Thursday, January 24, 2019

No Drive-Through for Eiland

The Richardson City Council rejected an application from Eiland Coffee Roasters for a location off US 75 in Richardson.


As I understand it, the Council wanted to stick to the regulations of the Planned Development for the area. Approving Eiland's application would have meant making an exception to allow a drive-through, which the next door restaurant park was not allowed. It would have meant relaxing the parking requirements vs floor area ratio, compared to what the next door restaurant park was required to meet. The Council was not against Eiland. It was not against a coffee shop. It was trying to hold the line on the planned development that everyone worked so hard on a few years ago. Eiland was not rejected. Its plan was. Eiland is free to rework its plan and come back with something that will work better for the neighborhood.

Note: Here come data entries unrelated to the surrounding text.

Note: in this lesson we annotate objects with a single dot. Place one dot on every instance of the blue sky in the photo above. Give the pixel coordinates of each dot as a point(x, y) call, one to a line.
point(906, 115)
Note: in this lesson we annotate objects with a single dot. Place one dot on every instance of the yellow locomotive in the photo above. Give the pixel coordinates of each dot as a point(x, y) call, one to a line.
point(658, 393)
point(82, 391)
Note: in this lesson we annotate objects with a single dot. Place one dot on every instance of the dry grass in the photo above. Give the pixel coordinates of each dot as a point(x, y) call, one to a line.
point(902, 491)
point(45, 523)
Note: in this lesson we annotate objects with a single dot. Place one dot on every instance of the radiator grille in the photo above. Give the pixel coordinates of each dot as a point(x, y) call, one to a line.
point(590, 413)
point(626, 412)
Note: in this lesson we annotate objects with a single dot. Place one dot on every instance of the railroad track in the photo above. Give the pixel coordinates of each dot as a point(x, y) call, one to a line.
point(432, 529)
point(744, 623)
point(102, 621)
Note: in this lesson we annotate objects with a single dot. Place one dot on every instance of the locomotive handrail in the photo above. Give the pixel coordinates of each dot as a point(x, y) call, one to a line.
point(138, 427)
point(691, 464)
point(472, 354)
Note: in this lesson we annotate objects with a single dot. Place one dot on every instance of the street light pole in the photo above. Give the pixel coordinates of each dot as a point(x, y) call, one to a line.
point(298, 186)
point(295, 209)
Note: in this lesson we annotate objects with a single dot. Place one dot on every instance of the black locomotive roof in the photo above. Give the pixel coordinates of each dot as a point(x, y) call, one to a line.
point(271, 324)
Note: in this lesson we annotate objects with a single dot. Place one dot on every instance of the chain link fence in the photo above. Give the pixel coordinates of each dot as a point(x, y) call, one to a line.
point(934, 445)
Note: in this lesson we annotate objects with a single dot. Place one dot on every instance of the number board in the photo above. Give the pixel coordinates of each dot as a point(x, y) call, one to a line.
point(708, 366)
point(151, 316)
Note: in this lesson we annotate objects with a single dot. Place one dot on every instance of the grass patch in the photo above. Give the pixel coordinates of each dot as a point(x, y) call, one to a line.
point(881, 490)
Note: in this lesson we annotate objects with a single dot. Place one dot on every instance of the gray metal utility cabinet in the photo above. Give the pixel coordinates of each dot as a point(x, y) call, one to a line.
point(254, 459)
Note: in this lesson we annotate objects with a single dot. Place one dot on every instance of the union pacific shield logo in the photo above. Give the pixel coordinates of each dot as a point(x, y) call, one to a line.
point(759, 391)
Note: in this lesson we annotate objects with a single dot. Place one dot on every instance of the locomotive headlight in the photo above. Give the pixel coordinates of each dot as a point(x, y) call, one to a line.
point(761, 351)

If you follow me, you know that I was opposed to the PD exceptions granted to the restaurant park, too. If you want nice things, you have to be willing to show a backbone. In an unusual vote, the City Council showed a backbone.

2 comments:

Jason Lemons said...

I agree about the importance of showing backbone. It’s easy to bag on the developer for opposing Mr. Eiland’s current plan, but I credit Mr. Hermansen for negotiating in good faith with city staff and neighborhood leaders in 2014 to modify his plans in a way that better conformed to the standards set by the West Spring Valley Corridor PD. Granting an exception here sends a message to our current partners and other developers that the city is not consistent in these matters and will jettison a PD at the first opportunity, even one that came up through the grassroots and has enjoyed widespread support from Heights residents. Developers seek consistency; they’d rather work with a plan or no plan at all. Approaching these issues piecemeal will ultimately render the Spring Valley redevelopment strategy meaningless. I hope Mr. Eiland comes back to the table to work with the city and adjacent neighborhoods to come up with a plan that works for everyone, but I don't want to see that come at the expense of the PD.

Mark Steger said...

Update 2.5 years later: My takeaway at the time was that if Restaurant Park couldn't get a drive-through, then neither could Eiland. Apparently some on the council were sending a different message, that Restaurant Park should come back with a request for a drive-through, too, and then council could give them both drive-throughs.